When you read for research, pick out the parts that intrigue, comfort, challenge, or frighten you. And temporarily leave the rest behind. Keep a list going as to where you found that information, so if you need to return for more details, you’ll find it easily. It’s a banquet laid out before us and we can’t possibly eat it all. So we pick out the best parts first, in case we get full. Or try to cram more information into the story than it needs. The parts that stir our hearts, the parts that we react to emotionally, become our map routes, our mirror reflections, and our atmosphere internally.

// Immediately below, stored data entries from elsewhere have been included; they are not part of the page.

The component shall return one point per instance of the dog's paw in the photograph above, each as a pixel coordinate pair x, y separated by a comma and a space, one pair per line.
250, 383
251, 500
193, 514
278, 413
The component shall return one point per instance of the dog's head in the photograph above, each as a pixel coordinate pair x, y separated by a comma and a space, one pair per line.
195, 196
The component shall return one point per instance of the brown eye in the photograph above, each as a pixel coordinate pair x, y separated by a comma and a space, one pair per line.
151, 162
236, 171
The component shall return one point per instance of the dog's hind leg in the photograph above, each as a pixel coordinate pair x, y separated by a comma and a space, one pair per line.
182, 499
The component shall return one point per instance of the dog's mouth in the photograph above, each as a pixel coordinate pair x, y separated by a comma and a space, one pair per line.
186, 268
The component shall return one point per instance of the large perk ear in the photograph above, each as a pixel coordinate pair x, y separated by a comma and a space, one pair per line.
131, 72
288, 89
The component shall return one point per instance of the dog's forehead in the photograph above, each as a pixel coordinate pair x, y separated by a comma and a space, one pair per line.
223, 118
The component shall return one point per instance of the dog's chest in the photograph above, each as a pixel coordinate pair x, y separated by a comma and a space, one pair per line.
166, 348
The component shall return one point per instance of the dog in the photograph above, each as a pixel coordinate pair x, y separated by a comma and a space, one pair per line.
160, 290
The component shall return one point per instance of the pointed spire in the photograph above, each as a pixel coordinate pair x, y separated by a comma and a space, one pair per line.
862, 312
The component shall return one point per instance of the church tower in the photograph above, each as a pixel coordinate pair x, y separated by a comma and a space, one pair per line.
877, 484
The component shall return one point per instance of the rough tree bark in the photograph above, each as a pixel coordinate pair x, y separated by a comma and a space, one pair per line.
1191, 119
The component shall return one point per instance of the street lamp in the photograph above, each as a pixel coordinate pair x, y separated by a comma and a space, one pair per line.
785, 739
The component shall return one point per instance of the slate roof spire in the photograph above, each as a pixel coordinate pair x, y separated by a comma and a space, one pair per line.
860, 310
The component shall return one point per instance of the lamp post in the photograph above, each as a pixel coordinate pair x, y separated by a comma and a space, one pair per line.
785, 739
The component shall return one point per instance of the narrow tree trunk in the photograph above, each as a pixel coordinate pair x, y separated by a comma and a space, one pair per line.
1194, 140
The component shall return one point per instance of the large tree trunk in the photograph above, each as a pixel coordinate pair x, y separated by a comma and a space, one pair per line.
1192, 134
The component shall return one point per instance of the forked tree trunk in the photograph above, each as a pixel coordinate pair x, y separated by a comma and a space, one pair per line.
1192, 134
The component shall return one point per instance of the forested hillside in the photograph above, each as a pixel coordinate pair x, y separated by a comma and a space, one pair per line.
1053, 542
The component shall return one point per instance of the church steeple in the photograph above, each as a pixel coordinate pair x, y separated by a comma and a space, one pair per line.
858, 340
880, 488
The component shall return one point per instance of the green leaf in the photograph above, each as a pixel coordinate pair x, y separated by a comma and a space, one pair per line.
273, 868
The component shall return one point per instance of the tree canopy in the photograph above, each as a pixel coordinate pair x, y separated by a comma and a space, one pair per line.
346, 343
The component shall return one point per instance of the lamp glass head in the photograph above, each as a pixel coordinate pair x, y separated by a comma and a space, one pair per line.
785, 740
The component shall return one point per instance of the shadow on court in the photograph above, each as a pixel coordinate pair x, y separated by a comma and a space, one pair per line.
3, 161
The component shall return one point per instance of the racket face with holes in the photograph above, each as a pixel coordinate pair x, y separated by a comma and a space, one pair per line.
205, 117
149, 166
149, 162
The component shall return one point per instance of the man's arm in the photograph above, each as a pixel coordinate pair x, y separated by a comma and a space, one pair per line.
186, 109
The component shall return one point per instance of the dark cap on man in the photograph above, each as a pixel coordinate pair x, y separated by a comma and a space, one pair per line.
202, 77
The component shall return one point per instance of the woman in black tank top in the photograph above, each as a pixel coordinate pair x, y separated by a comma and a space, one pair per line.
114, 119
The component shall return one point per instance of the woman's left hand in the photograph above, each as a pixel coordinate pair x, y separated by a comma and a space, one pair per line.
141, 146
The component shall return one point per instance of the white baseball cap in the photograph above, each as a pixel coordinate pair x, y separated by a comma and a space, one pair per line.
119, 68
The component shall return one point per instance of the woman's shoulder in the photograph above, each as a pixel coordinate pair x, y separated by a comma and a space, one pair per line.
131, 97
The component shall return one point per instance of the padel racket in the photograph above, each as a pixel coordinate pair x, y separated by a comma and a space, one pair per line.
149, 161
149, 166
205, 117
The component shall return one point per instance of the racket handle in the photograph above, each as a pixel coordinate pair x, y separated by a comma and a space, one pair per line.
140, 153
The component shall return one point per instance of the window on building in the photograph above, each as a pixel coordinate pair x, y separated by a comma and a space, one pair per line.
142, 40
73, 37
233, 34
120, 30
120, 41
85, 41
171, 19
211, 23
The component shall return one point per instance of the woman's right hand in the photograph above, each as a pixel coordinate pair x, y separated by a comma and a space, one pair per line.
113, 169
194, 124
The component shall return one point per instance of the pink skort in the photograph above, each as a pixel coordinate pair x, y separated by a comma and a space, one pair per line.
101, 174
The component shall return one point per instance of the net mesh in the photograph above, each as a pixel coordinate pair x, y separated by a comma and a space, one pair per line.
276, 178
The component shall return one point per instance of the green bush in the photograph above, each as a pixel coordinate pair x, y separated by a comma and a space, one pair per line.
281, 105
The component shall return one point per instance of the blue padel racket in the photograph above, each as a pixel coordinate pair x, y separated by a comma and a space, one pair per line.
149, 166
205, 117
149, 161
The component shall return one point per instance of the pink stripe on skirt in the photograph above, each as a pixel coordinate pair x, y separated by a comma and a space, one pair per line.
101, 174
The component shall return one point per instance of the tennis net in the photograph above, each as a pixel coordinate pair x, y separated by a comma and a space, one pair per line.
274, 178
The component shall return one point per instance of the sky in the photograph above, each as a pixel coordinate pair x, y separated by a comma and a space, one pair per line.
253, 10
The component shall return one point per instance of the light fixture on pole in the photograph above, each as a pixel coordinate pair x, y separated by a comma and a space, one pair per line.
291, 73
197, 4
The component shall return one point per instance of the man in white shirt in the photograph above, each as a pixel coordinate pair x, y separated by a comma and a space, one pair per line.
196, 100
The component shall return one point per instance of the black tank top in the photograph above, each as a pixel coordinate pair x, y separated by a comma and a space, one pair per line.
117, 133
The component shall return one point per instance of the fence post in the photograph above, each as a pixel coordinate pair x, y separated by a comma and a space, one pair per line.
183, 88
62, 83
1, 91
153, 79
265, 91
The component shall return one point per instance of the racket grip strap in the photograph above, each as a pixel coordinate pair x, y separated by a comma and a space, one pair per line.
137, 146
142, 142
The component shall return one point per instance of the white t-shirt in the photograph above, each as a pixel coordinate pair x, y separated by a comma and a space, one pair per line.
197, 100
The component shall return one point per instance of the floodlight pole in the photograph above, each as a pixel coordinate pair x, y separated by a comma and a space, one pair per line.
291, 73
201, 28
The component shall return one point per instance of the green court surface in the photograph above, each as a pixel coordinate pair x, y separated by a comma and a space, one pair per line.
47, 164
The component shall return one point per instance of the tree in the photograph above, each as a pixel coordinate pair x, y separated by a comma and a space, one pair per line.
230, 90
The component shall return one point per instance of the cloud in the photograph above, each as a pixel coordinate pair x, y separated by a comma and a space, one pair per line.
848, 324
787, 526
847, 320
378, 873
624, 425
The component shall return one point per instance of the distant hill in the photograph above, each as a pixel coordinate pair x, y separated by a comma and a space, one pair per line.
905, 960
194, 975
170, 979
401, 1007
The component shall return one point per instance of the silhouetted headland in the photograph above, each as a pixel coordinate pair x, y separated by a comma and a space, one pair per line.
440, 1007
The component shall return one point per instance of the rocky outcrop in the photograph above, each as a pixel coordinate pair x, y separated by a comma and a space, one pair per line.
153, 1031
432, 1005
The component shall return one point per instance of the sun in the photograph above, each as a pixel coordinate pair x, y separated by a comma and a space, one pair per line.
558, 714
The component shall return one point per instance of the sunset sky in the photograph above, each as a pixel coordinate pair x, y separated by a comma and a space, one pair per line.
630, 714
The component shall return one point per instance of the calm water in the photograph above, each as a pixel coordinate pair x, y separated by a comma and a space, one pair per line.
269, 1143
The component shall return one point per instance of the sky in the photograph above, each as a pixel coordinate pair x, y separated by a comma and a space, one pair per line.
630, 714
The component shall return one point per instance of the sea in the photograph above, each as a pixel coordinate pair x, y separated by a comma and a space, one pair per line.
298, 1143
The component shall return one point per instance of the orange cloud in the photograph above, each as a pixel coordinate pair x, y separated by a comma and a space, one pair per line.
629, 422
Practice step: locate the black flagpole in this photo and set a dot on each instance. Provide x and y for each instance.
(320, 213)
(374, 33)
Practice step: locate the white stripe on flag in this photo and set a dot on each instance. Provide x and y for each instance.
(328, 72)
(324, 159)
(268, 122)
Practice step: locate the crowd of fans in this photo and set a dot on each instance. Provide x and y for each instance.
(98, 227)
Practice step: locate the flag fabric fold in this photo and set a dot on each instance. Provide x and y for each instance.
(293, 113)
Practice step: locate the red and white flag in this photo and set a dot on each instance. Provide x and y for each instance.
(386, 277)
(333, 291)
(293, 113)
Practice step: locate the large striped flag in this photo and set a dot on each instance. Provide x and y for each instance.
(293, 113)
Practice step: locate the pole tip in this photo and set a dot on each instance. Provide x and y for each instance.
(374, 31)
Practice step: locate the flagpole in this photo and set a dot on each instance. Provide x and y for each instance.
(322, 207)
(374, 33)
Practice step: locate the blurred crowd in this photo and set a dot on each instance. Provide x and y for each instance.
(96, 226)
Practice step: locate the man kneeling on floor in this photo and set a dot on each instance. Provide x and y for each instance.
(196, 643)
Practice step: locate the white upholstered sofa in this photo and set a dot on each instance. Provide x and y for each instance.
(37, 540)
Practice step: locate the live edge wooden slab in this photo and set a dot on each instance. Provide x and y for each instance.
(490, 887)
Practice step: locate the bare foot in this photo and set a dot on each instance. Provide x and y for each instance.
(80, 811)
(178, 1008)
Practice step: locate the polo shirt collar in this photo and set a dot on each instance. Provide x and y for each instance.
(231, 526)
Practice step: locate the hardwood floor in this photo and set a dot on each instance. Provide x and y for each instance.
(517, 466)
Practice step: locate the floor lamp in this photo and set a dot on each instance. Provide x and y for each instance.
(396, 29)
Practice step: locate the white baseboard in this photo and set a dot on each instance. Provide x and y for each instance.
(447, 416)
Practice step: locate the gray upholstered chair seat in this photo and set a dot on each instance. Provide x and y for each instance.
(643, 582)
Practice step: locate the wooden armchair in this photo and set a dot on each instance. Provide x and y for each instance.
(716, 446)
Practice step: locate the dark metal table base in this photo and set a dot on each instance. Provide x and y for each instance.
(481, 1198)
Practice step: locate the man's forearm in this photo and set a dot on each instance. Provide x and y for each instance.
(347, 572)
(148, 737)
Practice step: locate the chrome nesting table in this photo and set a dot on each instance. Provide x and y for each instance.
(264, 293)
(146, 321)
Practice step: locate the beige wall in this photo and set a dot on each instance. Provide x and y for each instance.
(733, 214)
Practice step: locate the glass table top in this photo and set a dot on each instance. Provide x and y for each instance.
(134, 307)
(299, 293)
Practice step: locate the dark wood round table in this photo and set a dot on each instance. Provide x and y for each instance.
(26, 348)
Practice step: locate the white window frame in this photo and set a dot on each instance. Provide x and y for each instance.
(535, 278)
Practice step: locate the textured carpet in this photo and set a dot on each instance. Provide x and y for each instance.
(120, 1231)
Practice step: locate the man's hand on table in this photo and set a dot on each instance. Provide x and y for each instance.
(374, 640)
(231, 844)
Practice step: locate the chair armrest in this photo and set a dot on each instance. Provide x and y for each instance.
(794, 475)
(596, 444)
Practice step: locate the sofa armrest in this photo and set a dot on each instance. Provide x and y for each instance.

Externally we discover our connections through landscape, as Elizabeth George explains it. To her landscape is “the broad vista into which the writer actually places the individual settings of the novel, sort of like the canvas or other medium onto which a painter has decided to daub color……when we discuss landscape we’re also talking about….the emotions that are evoked by the setting.”
She continues, “…landscape is the total place experience in a novel.”
The Chateau d’lf used in The Count of Monte Christo movie is a real place, built in the early 1500s as a military fortress and later turned into a prison.
Share: What literal climate, weather, topography or daylight can become an emotional mirror for your character’s internal struggle?